While headquartered in New York, Keychain operates as a distributed company with its core engineering and product development centered in India. The startup is doubling down on this model, aiming to grow its engineering, product design, and analytics teams in Gurugram from 35 to 70 in the coming months, and to around 100 within a year. This India-based team already represents half of Keychain’s 70-person global headcount, with about 20 employees in New York and the remainder in Austin handling partnerships, go-to-market, and sales.
The strategy is deliberate. Despite only serving Western markets, Keychain built its primary development operations in Gurugram, which is the country’s second-largest tech hub after Bengaluru, to develop its consumer packaged goods platform for clients in North America. The software platform already helps eight of the top 10 retailers, including 7-Eleven and Whole Foods, and seven of the top CPG brands, such as General Mills, connect with suitable manufacturers.
According to co-founder and CEO Oisin Hanrahan, the decision to base operations in India was driven by the talent, depth, availability, and the speed with which you can access that talent.
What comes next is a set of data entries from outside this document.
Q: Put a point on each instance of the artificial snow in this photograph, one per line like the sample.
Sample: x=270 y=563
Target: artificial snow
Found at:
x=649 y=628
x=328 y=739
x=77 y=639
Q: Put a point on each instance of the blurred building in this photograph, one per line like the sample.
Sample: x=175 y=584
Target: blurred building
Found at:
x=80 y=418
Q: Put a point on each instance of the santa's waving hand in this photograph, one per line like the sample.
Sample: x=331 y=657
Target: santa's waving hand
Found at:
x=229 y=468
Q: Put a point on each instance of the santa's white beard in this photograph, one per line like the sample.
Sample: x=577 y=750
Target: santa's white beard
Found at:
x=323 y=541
Hanrahan co-founded Keychain in 2023 with Umang Dua, his co-founder at Handy, and Jordan Weitz. Dua, who is originally from New Delhi, has been a natural advantage in building Keychain’s core teams in Gurugram.
Both Hanrahan and Dua spent time structuring Keychain’s teams across India and the U.S., ultimately choosing India as the company’s engineering hub. The decision was shaped by their experience at Handy and Angi, where they found it challenging to build a sustainable, enduring engineering team in the U.S. They sought to build a core engineering organization with deep talent pools and AI exposure that could take on important challenges, and India checked all those boxes.
Keychain plans to use its India team to improve its current platform and to build new AI-powered software called KeychainOS that helps manufacturers manage their product cycles more efficiently. The software will have four modules, with the first one already available. This module helps manufacturers comply with food safety requirements by using AI to convert quantitative data into qualitative reports for auditors. The other three modules will focus on purchasing and procurement, inventory, and production planning.
This OS offering will compete with traditional ERP systems like Oracle, QAD, and Plex. In addition to KeychainOS for manufacturers, the company has embedded AI into its search and discovery layer to help retailers quickly find relevant third-party manufacturers.
Keychain already helps brands and retailers find manufacturers in food, beverage, supplements, health, and beauty categories and is looking to expand to pet and household products later this year. The startup currently serves businesses in the U.S. and Canada and is aiming to enter Europe later this year.
While the software is free for brands and retailers, manufacturers pay to access the platform and get discovered. KeychainOS provides them with another reason to engage. The startup already has over 30,000 manufacturers on its platform, with hundreds paying to use it. These customers pay anywhere from $10,000 to over $100,000, with the startup earning around $20,000 per manufacturer annually on average.
Keychain’s Series B round was led by Wellington Management and existing investor BoxGroup, alongside other existing investors. With this funding, the startup has raised $68 million in total. The company had a post-money valuation of $260 million in its last round of $15 million in November 2024. The current valuation was not disclosed but was described as a good step up.